When presenting with NaloxHome, we are often asked by students about the benefits of illicit drug decriminalization.

Along with the benefits that Portugal observed, another benefit of decriminalization is the decreased stigma around substance use that will likely start to happen. Criminal activities, no matter what they are, are stigmatized as being inherently bad.

In 2023, when decriminalization kicks in, people possessing small amounts of illicit drugs will likely start to be less stigmatized.

As well, decriminalization will free up law enforcement resources, save money in jail and prison costs, and perhaps ease the rocky relationship between law enforcement and people who use drugs — because possession will no longer be illegal. These factors play a huge role in the current stigmatization of substance use and people who use drugs.

Stigma is a key term that we cover in our NaloxHome presentations.

To break it down, a stigma is a negative stereotype that society attaches to a group of people based on an individual attribute.

The stigma around people who use drugs tends to be that their drug use is a choice, they’re undeserving of the same services that the rest of society is, and that they typically live in [Vancouver's] Downtown Eastside.

These are huge falsities.

The reality is that most people overdosing are using their drugs alone, in private residences. These same people feel deep shame in their drug use — therefore preventing them from accessing drug treatment services, disclosing their substance use to family or friends, and putting themselves at extreme risk of drug poisoning when using alone.
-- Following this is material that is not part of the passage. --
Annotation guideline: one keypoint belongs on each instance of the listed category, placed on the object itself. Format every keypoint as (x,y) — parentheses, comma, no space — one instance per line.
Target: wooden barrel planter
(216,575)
If there was no stigma around substance use, individuals would seek treatment in the same way one does for physical illness or injury  without fear of judgment, criminal consequence, or loss of friend/family support.

Though the news of decriminalization is a positive step forward, there is still a long way to go.

I am confident that positive results will come from this decision – but it eventually needs to turn into a safe, legalized drug supply, so people who use drugs don’t have to worry about fentanyl/benzos poisoning or the deadly stigma around their usage.